During the election campaign, the Conservative government put forward some specific proposals on the issue. But their manifesto ideas – which the opposition rapidly summed up as amounting to a ‘dementia tax’ – backfired spectacularly and were arguably one of the factors behind the Tories’ greatly reduced majority in the election, resulting in a hung parliament and the need for a ‘supply and confidence’ deal with the DUP.
With David Davis, Secretary of State for Exiting the European Union, admitting in a radio interview that some policies were likely to be ‘pruned away’, many observers now believe the proposals could be dropped from the Queen’s Speech.
Whatever the precise thinking was behind the proposals, the Government may well have been hoping that attention would fall on the positives – namely that the floor below which no one would have to pay for social care would shoot up from the present £23,250 in capital to £100,000.
But instead, all of the frenzy was focused on including the individual’s home in the financial calculations for care at home.
There are many aspects of the proposals that appear problematic. They would set up a postcode lottery whereby the higher the value of your house, the more you effectively have to pay. Would there actually be a cap and if so at what level? There would also be a host of funding issues. Who is going to pay the care provider during all the years that they are providing the care? The likelihood is that the burden for this would fall on the local authority – but where would they find the money to pay for it? And then, when the individual passes away and the time comes for the authority to recoup its costs, would interest be chargeable and if so at what rate?
Whilst on the campaign trail, Theresa May said that the proposals would be the subject of a consultation but when this will take place (and whether the proposals will have been modified) remains to be seen.
In my view, there is a deeper question that is likely to continue plaguing the social care debate: are debilitating ageing conditions like Alzheimers and dementia illnesses or something different? If they are illnesses, shouldn’t their treatment be free at the point of care? Or are we satisfied as a society that such conditions are simply part of ‘getting older’ and so can be regarded differently?
With a rapidly expanding elderly population, the number of sufferers from these conditions is likely to grow – unless a cure is found.

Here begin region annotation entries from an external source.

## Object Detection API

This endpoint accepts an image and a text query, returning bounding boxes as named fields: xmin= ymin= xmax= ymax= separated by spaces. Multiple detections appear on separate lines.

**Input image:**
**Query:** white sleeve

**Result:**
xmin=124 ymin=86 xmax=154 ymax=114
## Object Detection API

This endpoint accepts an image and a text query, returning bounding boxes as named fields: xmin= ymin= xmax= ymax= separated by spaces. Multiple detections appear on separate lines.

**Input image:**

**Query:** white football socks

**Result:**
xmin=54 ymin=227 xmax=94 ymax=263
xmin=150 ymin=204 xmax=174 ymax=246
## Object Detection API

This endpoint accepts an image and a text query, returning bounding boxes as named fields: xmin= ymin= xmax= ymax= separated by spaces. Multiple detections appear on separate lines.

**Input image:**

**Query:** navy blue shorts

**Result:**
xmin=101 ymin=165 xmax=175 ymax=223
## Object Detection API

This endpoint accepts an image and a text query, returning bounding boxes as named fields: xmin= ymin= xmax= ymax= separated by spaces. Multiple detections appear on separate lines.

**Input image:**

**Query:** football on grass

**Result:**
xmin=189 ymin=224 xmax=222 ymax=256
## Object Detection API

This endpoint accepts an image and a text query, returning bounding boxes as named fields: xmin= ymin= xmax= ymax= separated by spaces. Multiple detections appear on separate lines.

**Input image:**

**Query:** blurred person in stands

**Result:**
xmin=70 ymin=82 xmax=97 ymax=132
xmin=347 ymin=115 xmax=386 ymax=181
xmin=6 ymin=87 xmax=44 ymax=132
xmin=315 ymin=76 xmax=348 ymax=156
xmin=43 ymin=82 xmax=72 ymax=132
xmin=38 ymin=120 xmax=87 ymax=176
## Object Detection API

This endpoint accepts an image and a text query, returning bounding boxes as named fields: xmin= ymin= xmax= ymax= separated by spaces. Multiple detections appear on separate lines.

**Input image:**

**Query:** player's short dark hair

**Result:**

There are some deep social and demographic issues under the social care surface that we need, as a society, to get to grips with and work out long-term solutions to.
In the meantime, the positive for the private care industry – already worth some £14bn in 2015 according to Laing Buisson – is that it seems politically inevitable that more funding will be channelled into social care. Demand for care services, both residential and at home, is only set to increase too. Despite the pressures that the Living Wage and other costs are placing on the sector, the potential is there for the economics to become more favourable.
But the industry needs clarity about the future direction of travel. Unfortunately, that does not seem like coming any time soon.